Step 2: Access MyCSF
Contact HITRUST to gain access to the HITRUST MyCSF® tool. From there, you'll be able to create an assessment based on your previously defined scope and upload your existing policies and procedures to assess them against the assessment's HITRUST CSF control requirement statements. Purchasing an annual subscription to the HITRUST MyCSF has numerous benefits, including reducing duplicative efforts between the self and validated assessments.
Step 3: Self-Assessment
This step is completely internal, but selecting an assessor allows for a facilitated self-assessment to take place. This assessment provides reviews of documents, scoring, control descriptions, and of course, identifying gaps along with providing recommendations. HITRUST also offers a HITRUST CSF Self-Assessment Report, which will document findings in an official report which can be used to give assurances to customers.
Step 4: Validated Assessment
When you are ready to begin your HITRUST, CSF Validated Assessment, and the organization will either utilize the previously scoped and generated assessment or will need to create a new assessment, depending upon your HITRUST MyCSF access level.
NCC Group won't validate until all safeguards are in place and effective for at least 90 days. From there, it will take approximately 90 days to complete testing, sampling, and validation of the controls before submitting to HITRUST.
HITRUST requires a thorough QA of all validated assessments before submission to be performed by NCC Group. We've generally seen our clients' control sets starting around 300 requirements on the low end and on up to over 600 for more extensive projects. HITRUST CSF Validated Assessments that do not meet scoring requirements for HITRUST Certification will be issued a HITRUST CSF Validated Report.
Step 5: Ongoing Testing
HITRUST CSF Certification is good for two years, after which a full re-validation will need to be undertaken. A trusted review is required after year one of validation.
Difference between HITRUST and HIPAA
HIPAA is legislation created by lawyers and lawmakers, HITRUST is a framework created by experts in the security industry, including aspects of HIPAA.
HITRUST provides a way for CSF organizations to demonstrate proof of compliance with HIPAA-mandated security controls. HITRUST takes and builds upon HIPAA requirements, incorporating into a framework based on security and risk.
According to HHS, The HIPAA Privacy Rule requires that covered bodies apply appropriate administrative, technical, and physical safeguards to protect the confidentiality of protected health information (PHI) in any form.

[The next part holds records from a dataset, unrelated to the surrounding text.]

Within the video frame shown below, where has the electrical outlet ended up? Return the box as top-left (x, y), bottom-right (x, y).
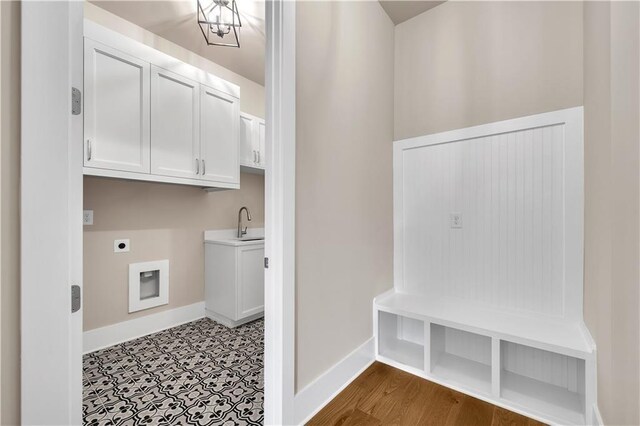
top-left (82, 210), bottom-right (93, 225)
top-left (449, 213), bottom-right (462, 229)
top-left (113, 239), bottom-right (129, 253)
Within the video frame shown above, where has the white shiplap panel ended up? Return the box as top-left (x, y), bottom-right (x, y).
top-left (402, 124), bottom-right (565, 316)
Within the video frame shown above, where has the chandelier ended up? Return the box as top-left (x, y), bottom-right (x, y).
top-left (197, 0), bottom-right (242, 47)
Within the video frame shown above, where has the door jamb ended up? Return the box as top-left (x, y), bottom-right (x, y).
top-left (265, 0), bottom-right (296, 425)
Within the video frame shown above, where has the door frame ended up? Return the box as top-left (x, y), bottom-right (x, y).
top-left (20, 0), bottom-right (295, 425)
top-left (20, 1), bottom-right (83, 424)
top-left (264, 0), bottom-right (296, 425)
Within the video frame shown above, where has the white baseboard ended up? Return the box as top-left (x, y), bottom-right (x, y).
top-left (593, 404), bottom-right (604, 426)
top-left (294, 337), bottom-right (375, 425)
top-left (82, 302), bottom-right (204, 354)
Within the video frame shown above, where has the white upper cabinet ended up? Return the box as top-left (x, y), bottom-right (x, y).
top-left (200, 85), bottom-right (240, 182)
top-left (84, 39), bottom-right (150, 173)
top-left (84, 21), bottom-right (240, 189)
top-left (151, 66), bottom-right (201, 178)
top-left (240, 112), bottom-right (256, 166)
top-left (240, 112), bottom-right (266, 172)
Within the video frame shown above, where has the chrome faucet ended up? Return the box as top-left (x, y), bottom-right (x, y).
top-left (238, 207), bottom-right (251, 238)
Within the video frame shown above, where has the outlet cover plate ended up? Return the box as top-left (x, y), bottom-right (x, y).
top-left (113, 238), bottom-right (130, 253)
top-left (82, 210), bottom-right (93, 225)
top-left (449, 213), bottom-right (462, 229)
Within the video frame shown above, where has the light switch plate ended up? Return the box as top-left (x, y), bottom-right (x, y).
top-left (113, 239), bottom-right (129, 253)
top-left (449, 213), bottom-right (462, 229)
top-left (82, 210), bottom-right (93, 225)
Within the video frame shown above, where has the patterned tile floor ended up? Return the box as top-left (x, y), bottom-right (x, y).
top-left (82, 318), bottom-right (264, 426)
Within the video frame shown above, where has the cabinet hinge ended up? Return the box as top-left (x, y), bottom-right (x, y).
top-left (71, 285), bottom-right (82, 313)
top-left (71, 87), bottom-right (82, 115)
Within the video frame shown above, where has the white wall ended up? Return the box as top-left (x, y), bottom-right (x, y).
top-left (584, 2), bottom-right (640, 425)
top-left (296, 2), bottom-right (393, 390)
top-left (0, 1), bottom-right (20, 425)
top-left (394, 1), bottom-right (582, 139)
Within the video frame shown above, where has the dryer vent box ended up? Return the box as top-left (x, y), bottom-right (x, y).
top-left (129, 260), bottom-right (169, 313)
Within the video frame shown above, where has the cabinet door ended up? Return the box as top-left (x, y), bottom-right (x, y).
top-left (200, 85), bottom-right (240, 183)
top-left (237, 246), bottom-right (264, 319)
top-left (84, 38), bottom-right (150, 173)
top-left (257, 120), bottom-right (267, 168)
top-left (151, 66), bottom-right (201, 178)
top-left (240, 113), bottom-right (257, 166)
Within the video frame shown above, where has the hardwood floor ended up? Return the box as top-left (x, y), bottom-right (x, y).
top-left (307, 362), bottom-right (543, 426)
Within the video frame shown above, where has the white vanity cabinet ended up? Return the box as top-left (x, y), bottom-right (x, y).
top-left (84, 21), bottom-right (240, 189)
top-left (240, 112), bottom-right (266, 173)
top-left (205, 238), bottom-right (264, 327)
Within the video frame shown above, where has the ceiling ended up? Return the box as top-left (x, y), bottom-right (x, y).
top-left (380, 0), bottom-right (444, 25)
top-left (89, 0), bottom-right (444, 86)
top-left (90, 0), bottom-right (265, 86)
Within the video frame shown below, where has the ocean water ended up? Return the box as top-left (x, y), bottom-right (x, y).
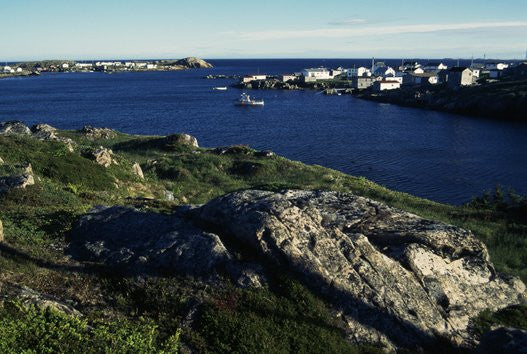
top-left (0, 59), bottom-right (527, 204)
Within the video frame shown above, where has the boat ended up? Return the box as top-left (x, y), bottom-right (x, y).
top-left (234, 92), bottom-right (264, 106)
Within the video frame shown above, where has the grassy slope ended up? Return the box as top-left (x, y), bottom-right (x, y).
top-left (0, 132), bottom-right (527, 352)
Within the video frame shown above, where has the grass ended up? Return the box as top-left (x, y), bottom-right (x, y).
top-left (0, 131), bottom-right (527, 352)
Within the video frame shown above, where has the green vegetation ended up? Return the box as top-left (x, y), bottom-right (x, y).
top-left (0, 131), bottom-right (527, 352)
top-left (0, 302), bottom-right (180, 353)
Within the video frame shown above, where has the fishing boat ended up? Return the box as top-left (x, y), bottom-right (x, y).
top-left (234, 92), bottom-right (264, 106)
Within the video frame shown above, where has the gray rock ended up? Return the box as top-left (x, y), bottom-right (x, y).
top-left (164, 134), bottom-right (199, 148)
top-left (68, 207), bottom-right (231, 277)
top-left (195, 191), bottom-right (526, 348)
top-left (79, 125), bottom-right (117, 140)
top-left (132, 162), bottom-right (145, 179)
top-left (85, 146), bottom-right (118, 167)
top-left (477, 327), bottom-right (527, 354)
top-left (31, 124), bottom-right (76, 152)
top-left (0, 283), bottom-right (82, 317)
top-left (0, 120), bottom-right (31, 135)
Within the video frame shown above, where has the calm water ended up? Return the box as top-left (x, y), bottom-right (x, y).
top-left (0, 60), bottom-right (527, 204)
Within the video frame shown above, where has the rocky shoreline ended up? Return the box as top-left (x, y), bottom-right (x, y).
top-left (0, 121), bottom-right (527, 352)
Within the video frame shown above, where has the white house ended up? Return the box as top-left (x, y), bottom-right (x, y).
top-left (485, 62), bottom-right (509, 70)
top-left (382, 76), bottom-right (403, 85)
top-left (280, 74), bottom-right (297, 82)
top-left (373, 80), bottom-right (401, 91)
top-left (373, 66), bottom-right (395, 77)
top-left (422, 62), bottom-right (448, 74)
top-left (346, 66), bottom-right (371, 78)
top-left (242, 74), bottom-right (267, 84)
top-left (302, 68), bottom-right (332, 81)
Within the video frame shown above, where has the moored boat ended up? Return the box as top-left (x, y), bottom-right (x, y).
top-left (234, 92), bottom-right (264, 106)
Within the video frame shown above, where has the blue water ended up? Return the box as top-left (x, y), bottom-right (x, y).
top-left (0, 59), bottom-right (527, 204)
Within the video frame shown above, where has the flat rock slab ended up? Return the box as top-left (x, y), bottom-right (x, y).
top-left (68, 207), bottom-right (230, 276)
top-left (196, 190), bottom-right (526, 347)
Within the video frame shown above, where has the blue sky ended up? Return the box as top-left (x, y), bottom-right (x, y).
top-left (0, 0), bottom-right (527, 61)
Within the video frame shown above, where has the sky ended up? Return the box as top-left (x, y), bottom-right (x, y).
top-left (0, 0), bottom-right (527, 62)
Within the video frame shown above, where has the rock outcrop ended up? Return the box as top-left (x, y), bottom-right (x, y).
top-left (79, 125), bottom-right (117, 140)
top-left (197, 191), bottom-right (526, 347)
top-left (69, 190), bottom-right (526, 349)
top-left (85, 146), bottom-right (118, 167)
top-left (176, 57), bottom-right (213, 69)
top-left (69, 207), bottom-right (231, 276)
top-left (163, 133), bottom-right (199, 149)
top-left (31, 124), bottom-right (75, 152)
top-left (0, 120), bottom-right (31, 135)
top-left (132, 162), bottom-right (145, 179)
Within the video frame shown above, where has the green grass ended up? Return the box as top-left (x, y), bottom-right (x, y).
top-left (0, 131), bottom-right (527, 352)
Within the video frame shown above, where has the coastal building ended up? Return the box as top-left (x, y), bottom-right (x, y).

It means that the cover entered entities should implement appropriate safeguards. To limit incidental information, and to avoid the prohibition, use and disclosure of PHI in relation to the disposal of such information.
HITRUST can help provide measurable criteria and objectives for implementing appropriate administrative, technical and physical security measures. HITRUST does not replace HIPAA compliance or prove that an entity is HIPAA compliant, but is widely accepted as a good approach.